Le parti politique est un produit anglais,
et on peut dire qu'il a été un produit d'exportation, car il existe aujourd'hui
des partis politiques dans tous les pays totalement ou partiellement gouvernés
par le peuple, c'est-à-dire dans presque tous les pays du monde.
ORIGINE DES PARTIS —
LE PURITANISME
Pour trouver l'origine du premier parti
politique, il faut remonter dans l'histoire d'Angleterre jusque sous le règne
de la reine Elisabeth, au lendemain de la Réforme.
A cette époque, le parlement existait déjà
en Angleterre, non pas avec tous les pouvoirs et toutes les prérogatives qu'il
possède aujourd'hui, mais enfin il était implanté à perpétuelle demeure comme
institution, et le peuple par sa chambre élective avait droit de contrôle sur
les deniers de l'État.
Le premier parti politique est né d'une
querelle religieuse, non pas entre catholiques et protestants, mais entre les
membres de l'Église anglaise nouvellement réformée.
Tout en se séparant de l'Église de Rome,
l'Église d'Angleterre avait conservé, pour les fins de son culte, certaines
pratiques et coutumes en usage chez les catholiques.

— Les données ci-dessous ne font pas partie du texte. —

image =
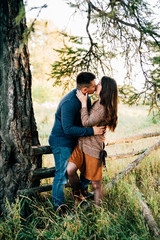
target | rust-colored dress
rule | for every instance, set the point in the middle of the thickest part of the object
(86, 153)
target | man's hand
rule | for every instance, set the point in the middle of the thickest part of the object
(99, 130)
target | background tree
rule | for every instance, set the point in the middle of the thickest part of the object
(129, 29)
(18, 130)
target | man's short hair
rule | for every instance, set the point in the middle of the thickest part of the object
(85, 78)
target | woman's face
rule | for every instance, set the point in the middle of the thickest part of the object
(98, 88)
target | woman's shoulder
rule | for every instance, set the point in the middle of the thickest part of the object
(97, 105)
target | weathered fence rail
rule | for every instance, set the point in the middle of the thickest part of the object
(43, 173)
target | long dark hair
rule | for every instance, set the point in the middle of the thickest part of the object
(109, 99)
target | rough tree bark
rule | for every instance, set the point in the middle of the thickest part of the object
(18, 130)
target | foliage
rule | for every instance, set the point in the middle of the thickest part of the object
(126, 28)
(119, 216)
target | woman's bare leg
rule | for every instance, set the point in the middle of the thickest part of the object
(73, 176)
(98, 191)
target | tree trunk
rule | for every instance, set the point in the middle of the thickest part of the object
(18, 130)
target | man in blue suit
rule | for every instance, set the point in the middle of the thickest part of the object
(65, 132)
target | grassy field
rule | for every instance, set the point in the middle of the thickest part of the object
(120, 215)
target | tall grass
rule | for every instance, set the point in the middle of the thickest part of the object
(119, 216)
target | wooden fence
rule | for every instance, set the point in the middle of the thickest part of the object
(44, 173)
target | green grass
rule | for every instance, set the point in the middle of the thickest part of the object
(120, 215)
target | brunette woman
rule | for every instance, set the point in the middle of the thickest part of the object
(86, 155)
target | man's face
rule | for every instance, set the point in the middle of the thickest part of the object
(92, 87)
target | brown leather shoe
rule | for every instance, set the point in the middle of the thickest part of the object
(78, 196)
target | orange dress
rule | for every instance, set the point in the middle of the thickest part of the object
(86, 153)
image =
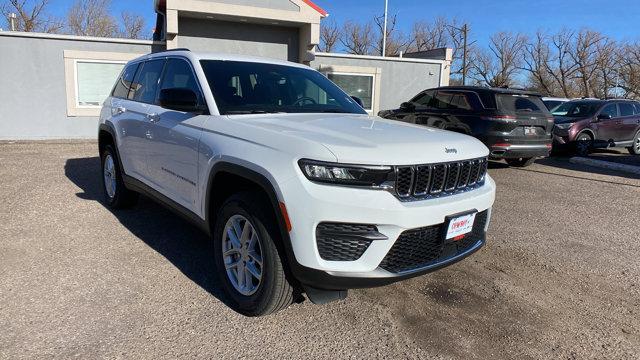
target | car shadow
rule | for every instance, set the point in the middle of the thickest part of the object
(562, 162)
(180, 242)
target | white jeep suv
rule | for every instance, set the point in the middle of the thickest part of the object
(300, 190)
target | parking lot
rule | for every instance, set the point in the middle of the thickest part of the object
(558, 278)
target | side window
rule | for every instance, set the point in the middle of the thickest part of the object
(178, 74)
(611, 109)
(626, 109)
(123, 85)
(460, 101)
(145, 85)
(442, 100)
(452, 100)
(424, 99)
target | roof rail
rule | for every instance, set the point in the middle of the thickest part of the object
(178, 49)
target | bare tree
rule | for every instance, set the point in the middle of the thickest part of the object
(584, 54)
(561, 67)
(329, 36)
(31, 16)
(92, 18)
(537, 54)
(357, 38)
(499, 65)
(132, 26)
(629, 73)
(438, 34)
(430, 35)
(396, 41)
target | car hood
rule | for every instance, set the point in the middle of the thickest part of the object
(363, 139)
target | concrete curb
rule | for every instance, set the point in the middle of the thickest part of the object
(606, 165)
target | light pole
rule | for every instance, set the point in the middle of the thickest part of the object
(12, 21)
(465, 35)
(384, 30)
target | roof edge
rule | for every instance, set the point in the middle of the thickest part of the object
(317, 8)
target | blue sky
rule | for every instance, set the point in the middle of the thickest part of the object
(617, 18)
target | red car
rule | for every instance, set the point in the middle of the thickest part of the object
(585, 124)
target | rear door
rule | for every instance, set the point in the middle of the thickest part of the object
(453, 110)
(531, 120)
(416, 114)
(628, 122)
(608, 129)
(174, 138)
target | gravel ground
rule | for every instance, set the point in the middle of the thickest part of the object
(559, 277)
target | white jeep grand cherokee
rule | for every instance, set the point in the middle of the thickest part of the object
(300, 189)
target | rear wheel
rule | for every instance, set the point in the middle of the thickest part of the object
(634, 149)
(116, 195)
(520, 162)
(249, 265)
(583, 144)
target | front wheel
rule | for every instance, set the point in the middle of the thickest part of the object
(583, 144)
(634, 149)
(247, 259)
(520, 162)
(116, 195)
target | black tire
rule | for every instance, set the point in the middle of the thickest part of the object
(520, 162)
(121, 197)
(583, 144)
(274, 292)
(634, 149)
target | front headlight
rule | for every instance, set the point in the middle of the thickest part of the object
(347, 174)
(564, 126)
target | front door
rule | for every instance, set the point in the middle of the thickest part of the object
(174, 139)
(128, 118)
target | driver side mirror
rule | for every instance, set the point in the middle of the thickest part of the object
(407, 106)
(180, 99)
(358, 101)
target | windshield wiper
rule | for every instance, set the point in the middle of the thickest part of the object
(244, 112)
(337, 111)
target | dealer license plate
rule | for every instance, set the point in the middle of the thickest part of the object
(460, 225)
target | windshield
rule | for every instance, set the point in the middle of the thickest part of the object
(251, 88)
(577, 109)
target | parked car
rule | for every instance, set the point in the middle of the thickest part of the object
(588, 123)
(300, 190)
(514, 124)
(552, 102)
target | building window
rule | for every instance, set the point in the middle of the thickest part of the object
(360, 81)
(359, 85)
(89, 78)
(94, 81)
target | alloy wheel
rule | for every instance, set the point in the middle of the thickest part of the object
(242, 255)
(109, 176)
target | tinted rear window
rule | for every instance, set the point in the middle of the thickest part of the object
(520, 103)
(123, 85)
(626, 109)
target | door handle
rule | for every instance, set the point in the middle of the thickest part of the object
(119, 110)
(154, 118)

Quelques prières étaient
restées intactes dans le Rituel, on faisait le signe de la croix au baptême, on
portait le surplis et on faisait la génuflexion. Les Églises protestantes du
continent, notamment celles de Hollande et d'Allemagne n'avaient pas conservé
ces usages. Sous l'influence du protestantisme hollandais, il se forma, en
Angleterre, un groupe de protestants qui s'insurgea contre la conservation de
ce qu'on appelait des vestiges du papisme. Ces prosélytes s'étaient donné pour
mission de purifier le protestantisme. De là leur nom de Puritains.
Il serait trop long de faire l'histoire du
Puritanisme en Angleterre. Il suffira de retenir quels ont été les principaux
caractères distinctifs de ce mouvement important qui fut le berceau du premier
parti.
Il y avait plusieurs catégories de
Puritains en Angleterre. Il y avait d'abord les Puritains proprement dits qui
ne voulaient pas autre chose que de réformer le culte. Ils admettaient l’Église
d'État et acceptaient la forme épiscopalienne. Il y avait aussi les Presbytériens.

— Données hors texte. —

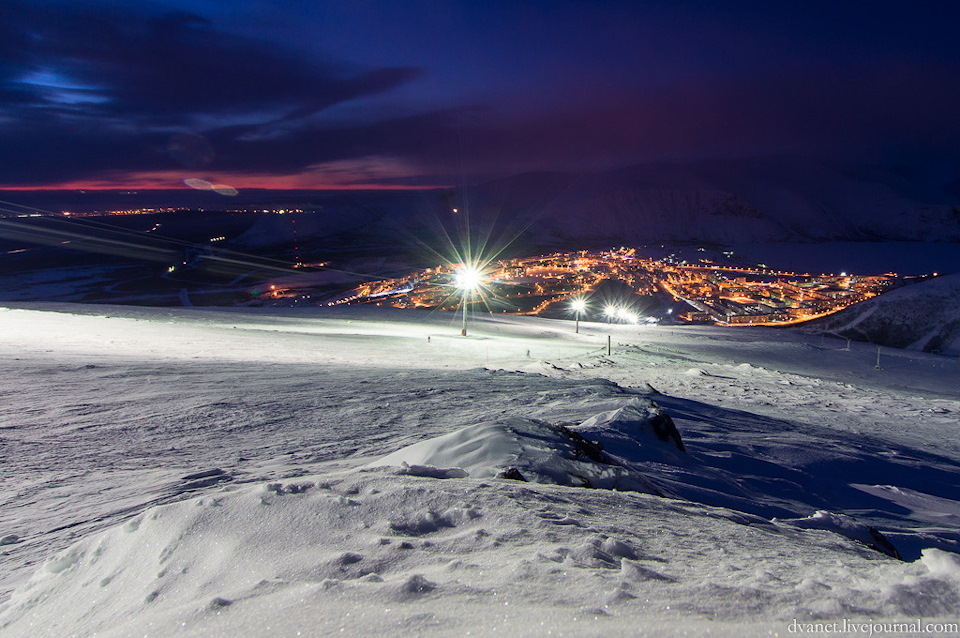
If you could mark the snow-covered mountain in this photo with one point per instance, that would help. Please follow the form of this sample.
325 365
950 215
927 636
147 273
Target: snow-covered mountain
924 316
366 471
729 201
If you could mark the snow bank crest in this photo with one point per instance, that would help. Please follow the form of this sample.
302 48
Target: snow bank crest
531 450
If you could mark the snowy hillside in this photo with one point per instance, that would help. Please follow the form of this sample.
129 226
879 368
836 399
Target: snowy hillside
925 317
727 201
371 472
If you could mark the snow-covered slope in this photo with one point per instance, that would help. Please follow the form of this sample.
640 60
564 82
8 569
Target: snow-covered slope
263 473
734 201
925 316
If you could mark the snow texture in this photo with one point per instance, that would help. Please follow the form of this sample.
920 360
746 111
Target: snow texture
263 473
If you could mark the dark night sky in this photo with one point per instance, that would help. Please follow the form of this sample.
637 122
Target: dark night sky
313 94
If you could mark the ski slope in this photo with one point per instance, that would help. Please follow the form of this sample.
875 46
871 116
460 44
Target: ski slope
304 472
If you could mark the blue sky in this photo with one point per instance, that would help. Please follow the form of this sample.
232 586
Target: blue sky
355 94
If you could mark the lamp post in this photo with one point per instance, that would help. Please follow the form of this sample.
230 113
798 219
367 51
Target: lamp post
467 279
578 306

Ceux-là, tout en admettant l'Église d'État, voulaient qu'elle eût la forme
presbytérienne. De plus, ils voulaient limiter l'autorité de l'Église aux
affaires religieuses seulement. Le principal apôtre de cette doctrine était
John Knox. Enfin, il y avait un troisième groupe qui comprenait les Indépendants, les Séparatistes, les Non-Conformistes et les Brownites.
Tous ces
gens-là étaient entièrement opposés à une Église d'État. C'est à ce dernier
groupe qu'appartenaient les fameux Pilgrims, qui, en 1620, quittèrent
l'Angleterre à bord du Mayflower. Après s'être dirigés vers la Hollande, ils
firent voile vers l'Amérique et vinrent atterrir à Plymouth Rock, où ils
fondèrent une colonie avec une Église indépendante qui, pendant un quart de
siècle, attira une nombreuse immigration puritaine sur les côtes du
Massachusetts.
Dans le but d'exercer une plus grande
influence, les Puritains décidèrent d'envahir le Parlement. De ce moment on
s'appliqua à augmenter le nombre des adeptes. Aux revendications en matière
religieuse on joignit les revendications populaires contre l'abus de
l'autorité. Les Puritains deviennent les champions du peuple et le premier parti politique a vu le jour. Sandys, Coke, Eliot, Selden et Pym sont les
premiers porte-parole de la première loyale opposition de Sa Majesté.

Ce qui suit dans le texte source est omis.